What CEOs Need to Know About Accelerated Depreciation for Facilities
The One Big Beautiful Bill Act (OBBBA), signed into law in 2025, delivered a suite of tax changes aimed at strengthening domestic manufacturing. One of the most valuable provisions for manufacturers may be the new provision permitting 100% bonus depreciation for certain newly constructed or converted buildings used in qualified production activities. If applicable, this deduction can create significant near-term tax savings.
“This provision represents a major opportunity for manufacturers considering new facilities,” said Carrie Sowders, Partner, Aldrich CPAs + Advisors. “By allowing 100% bonus depreciation for qualifying buildings, this legislation opens the door to significant tax savings that can profoundly impact cash flow when the facts, goals and regulations align.”
What Does the New Provision Allow?
The provision expands bonus depreciation to include certain types of nonresidential real property. These are buildings that would typically be depreciated over long periods.
To qualify for 100% expensing, the property must:
- Be used as an integral part of a qualified production activity, such as manufacturing, processing, or refining tangible goods
- Have construction that begins after January 19, 2025 and before January 1, 2029
- Be placed in service in the U.S. (or U.S. territories) on or before December 31, 2030
- Be original-use property, meaning it must be newly constructed or converted from a non-production use
- Original use must begin with the taxpayer, and the taxpayer must irrevocably elect to apply the provision
The law specifically excludes any portion of the property used primarily for office functions, research, administrative, or sales services. For mixed-use buildings, costs must be allocated between qualifying and nonqualifying uses.
What’s the Opportunity for Manufacturers?
Under traditional tax law, buildings used in manufacturing operations are depreciated over 39 years. That long timeline delays the tax benefits of capital reinvestment. Under the provision, eligible production facilities may be fully expensed in the year they are placed in service rather than recovered over decades.
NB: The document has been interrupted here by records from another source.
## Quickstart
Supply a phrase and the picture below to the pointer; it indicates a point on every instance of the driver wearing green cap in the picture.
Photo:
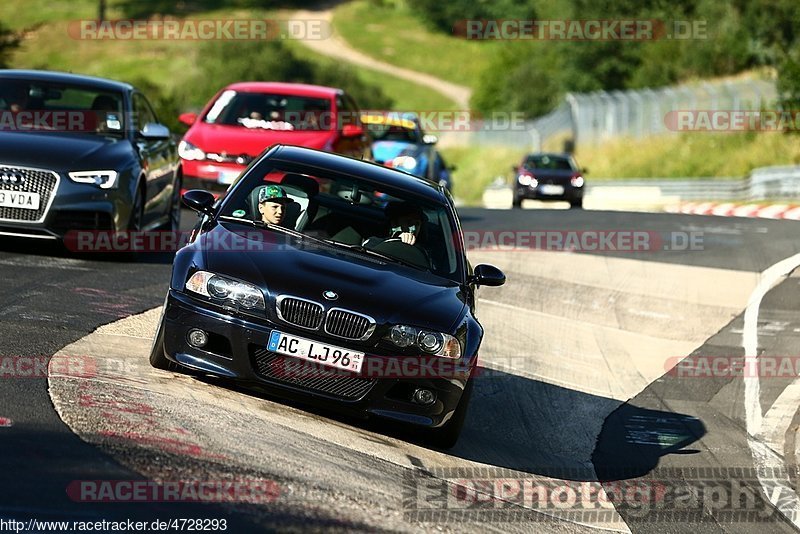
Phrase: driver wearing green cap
(272, 201)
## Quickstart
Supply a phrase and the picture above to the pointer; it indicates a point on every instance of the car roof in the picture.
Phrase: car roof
(297, 89)
(564, 155)
(65, 77)
(365, 170)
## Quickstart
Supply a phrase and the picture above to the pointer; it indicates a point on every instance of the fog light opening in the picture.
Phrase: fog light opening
(197, 338)
(423, 396)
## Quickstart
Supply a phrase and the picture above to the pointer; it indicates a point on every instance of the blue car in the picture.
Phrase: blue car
(400, 143)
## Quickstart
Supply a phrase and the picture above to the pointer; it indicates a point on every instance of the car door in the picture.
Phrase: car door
(158, 157)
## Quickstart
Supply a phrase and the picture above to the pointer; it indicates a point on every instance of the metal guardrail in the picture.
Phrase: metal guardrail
(780, 182)
(591, 118)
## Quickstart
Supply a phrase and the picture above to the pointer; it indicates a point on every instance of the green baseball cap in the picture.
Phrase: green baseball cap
(272, 193)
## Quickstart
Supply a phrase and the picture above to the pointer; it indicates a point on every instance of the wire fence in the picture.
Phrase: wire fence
(591, 118)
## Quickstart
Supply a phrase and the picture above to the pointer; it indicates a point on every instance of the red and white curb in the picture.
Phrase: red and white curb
(727, 209)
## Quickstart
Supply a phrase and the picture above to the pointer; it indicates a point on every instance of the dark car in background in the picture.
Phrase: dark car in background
(330, 307)
(243, 119)
(82, 153)
(399, 142)
(549, 176)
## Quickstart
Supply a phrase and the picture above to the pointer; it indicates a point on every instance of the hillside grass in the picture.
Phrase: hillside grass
(395, 35)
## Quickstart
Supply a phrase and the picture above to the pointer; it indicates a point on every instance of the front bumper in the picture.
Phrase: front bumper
(570, 193)
(237, 351)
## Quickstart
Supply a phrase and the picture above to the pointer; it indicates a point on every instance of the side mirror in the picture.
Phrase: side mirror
(352, 130)
(187, 118)
(153, 131)
(200, 201)
(488, 275)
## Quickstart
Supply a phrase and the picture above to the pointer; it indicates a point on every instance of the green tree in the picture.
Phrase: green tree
(8, 42)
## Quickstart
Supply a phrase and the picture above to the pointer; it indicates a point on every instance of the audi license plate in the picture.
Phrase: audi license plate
(19, 199)
(551, 189)
(314, 351)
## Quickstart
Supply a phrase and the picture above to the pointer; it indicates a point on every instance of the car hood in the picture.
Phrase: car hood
(386, 150)
(220, 138)
(57, 151)
(388, 292)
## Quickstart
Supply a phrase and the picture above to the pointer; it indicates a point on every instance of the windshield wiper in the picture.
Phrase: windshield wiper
(369, 252)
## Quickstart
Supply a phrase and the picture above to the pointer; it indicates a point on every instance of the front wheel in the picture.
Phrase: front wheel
(445, 437)
(157, 357)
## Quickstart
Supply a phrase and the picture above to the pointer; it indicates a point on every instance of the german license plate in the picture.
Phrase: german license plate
(551, 189)
(19, 199)
(314, 351)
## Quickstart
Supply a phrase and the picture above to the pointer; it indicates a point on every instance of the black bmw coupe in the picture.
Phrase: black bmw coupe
(82, 153)
(333, 281)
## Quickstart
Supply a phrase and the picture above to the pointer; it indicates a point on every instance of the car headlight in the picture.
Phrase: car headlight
(404, 162)
(226, 290)
(434, 343)
(190, 152)
(527, 179)
(103, 179)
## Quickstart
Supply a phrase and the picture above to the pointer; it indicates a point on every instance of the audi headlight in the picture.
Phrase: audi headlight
(226, 290)
(103, 179)
(430, 342)
(190, 152)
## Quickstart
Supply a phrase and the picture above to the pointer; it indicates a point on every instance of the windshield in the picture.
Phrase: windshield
(34, 105)
(262, 111)
(555, 163)
(347, 213)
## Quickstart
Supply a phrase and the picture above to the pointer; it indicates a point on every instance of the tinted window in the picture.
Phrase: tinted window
(29, 104)
(270, 111)
(353, 213)
(548, 162)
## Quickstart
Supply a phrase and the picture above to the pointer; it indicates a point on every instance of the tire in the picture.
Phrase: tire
(157, 357)
(137, 213)
(446, 437)
(174, 222)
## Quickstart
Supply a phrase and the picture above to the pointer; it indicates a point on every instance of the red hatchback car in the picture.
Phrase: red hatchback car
(245, 118)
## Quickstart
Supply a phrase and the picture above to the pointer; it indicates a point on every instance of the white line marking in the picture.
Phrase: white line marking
(766, 461)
For manufacturers planning to expand capacity, modernize facilities, or bring production back to the U.S., this can mean:
- Major upfront tax deductions that improve cash flow and return on investment
- Better alignment of tax treatment with operational investment
- A significant incentive to accelerate otherwise planned projects into the eligible window
Additionally, certain previously used buildings acquired after January 19, 2025 may qualify if they have been out of production use since at least 2020 and are converted to a qualifying production purpose, subject to meeting all applicable requirements.
What to Watch Out For
There remain undefined terms critical to decision making. Here are four key areas that Aldrich is actively monitoring:
- Will the lessor rule prohibit companies utilizing common arrangements that separate the real estate from the operating business from benefiting from the provision?
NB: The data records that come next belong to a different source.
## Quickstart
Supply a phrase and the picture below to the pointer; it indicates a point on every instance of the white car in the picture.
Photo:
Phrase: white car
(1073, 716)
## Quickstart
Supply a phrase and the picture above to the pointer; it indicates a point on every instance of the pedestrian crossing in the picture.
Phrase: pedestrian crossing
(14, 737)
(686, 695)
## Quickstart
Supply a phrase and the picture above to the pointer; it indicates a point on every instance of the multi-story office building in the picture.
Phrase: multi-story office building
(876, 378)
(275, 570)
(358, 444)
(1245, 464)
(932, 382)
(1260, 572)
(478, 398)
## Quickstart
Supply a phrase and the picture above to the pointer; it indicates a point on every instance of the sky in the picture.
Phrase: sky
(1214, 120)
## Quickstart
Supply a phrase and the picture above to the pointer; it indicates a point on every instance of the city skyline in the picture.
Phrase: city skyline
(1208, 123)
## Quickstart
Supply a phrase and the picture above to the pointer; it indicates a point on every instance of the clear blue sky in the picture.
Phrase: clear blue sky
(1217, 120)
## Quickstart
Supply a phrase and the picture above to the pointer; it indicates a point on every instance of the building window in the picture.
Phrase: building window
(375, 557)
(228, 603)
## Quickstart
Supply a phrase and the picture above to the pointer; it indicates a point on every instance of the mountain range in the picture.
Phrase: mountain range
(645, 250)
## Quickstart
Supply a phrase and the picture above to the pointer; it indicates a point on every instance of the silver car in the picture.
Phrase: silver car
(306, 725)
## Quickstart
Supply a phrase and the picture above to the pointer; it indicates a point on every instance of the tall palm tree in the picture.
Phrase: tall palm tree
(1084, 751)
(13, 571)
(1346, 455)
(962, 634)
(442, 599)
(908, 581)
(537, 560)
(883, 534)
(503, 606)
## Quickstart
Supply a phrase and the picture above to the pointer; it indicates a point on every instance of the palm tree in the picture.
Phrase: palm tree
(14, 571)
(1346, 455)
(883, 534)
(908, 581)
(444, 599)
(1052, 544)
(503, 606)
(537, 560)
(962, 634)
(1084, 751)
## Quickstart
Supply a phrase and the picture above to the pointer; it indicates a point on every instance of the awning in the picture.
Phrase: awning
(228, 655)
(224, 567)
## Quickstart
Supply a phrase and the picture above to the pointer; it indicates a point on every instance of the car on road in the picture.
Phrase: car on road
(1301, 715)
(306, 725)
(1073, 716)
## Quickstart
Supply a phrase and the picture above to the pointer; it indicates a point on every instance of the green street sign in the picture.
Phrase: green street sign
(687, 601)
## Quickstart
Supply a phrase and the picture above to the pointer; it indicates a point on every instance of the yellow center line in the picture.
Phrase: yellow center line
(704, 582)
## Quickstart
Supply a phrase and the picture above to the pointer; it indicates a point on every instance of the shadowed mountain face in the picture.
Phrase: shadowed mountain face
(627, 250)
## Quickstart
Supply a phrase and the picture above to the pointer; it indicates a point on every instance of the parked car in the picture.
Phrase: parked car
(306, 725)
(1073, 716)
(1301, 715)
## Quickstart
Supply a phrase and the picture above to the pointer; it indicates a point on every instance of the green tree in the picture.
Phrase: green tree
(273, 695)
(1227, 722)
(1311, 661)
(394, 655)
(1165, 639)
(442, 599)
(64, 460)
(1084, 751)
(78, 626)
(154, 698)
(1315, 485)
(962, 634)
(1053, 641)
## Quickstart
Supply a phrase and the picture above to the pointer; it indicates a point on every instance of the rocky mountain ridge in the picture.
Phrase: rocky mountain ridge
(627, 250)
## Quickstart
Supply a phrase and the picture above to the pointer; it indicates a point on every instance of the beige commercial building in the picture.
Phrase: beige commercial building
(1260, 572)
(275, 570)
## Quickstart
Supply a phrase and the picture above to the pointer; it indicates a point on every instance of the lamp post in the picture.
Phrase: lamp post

- More often than not, real estate is owned outside of the operating business in an LLC and with common ownership.
- The provision as written states that, “in the case of property with respect to which the taxpayer is a lessor, property used by a lessee shall not be considered to be used by the taxpayer as part of a qualified production activity.”
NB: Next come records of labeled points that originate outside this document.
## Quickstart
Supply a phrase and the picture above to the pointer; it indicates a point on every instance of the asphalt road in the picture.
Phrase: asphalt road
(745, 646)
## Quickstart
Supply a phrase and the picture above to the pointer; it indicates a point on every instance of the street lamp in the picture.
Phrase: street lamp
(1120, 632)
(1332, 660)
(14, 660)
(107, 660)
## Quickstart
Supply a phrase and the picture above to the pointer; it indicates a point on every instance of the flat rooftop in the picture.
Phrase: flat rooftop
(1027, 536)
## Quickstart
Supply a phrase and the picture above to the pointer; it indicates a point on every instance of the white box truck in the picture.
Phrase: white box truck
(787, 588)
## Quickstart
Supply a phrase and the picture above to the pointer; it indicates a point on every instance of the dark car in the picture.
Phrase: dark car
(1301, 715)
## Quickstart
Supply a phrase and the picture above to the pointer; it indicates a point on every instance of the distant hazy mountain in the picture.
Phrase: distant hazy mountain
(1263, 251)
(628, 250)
- It remains unclear whether this language would disqualify commonly used related-party leasing structures.
- What is the definition of qualified production activity?
- Using food processing, for example, producing berry jam would very likely be considered production for these purposes, but what about packaging whole berries?
- It is unclear whether this constitutes a sufficient transformation to qualify, and guidance will be needed.
- How should the qualified portions of the building bedetermined and costs allocated?
- Is the provision available forexpansion of or improvements to existing buildings?
This is a federal provision, but state-level conformity may vary. In addition, if a facility ceases to be used in qualified production within 10 years of being placed in service, depreciation recapture rules apply, causing excess depreciation to be included as ordinary income in the year this occurs.
Aldrich Insights
If your business is planning a facility expansion, now is the time to evaluate whether your project qualifies and how to structure it for maximum tax efficiency.
Planning, documentation, and cost segregation studies will be essential to substantiate qualified use and maximize eligible deductions.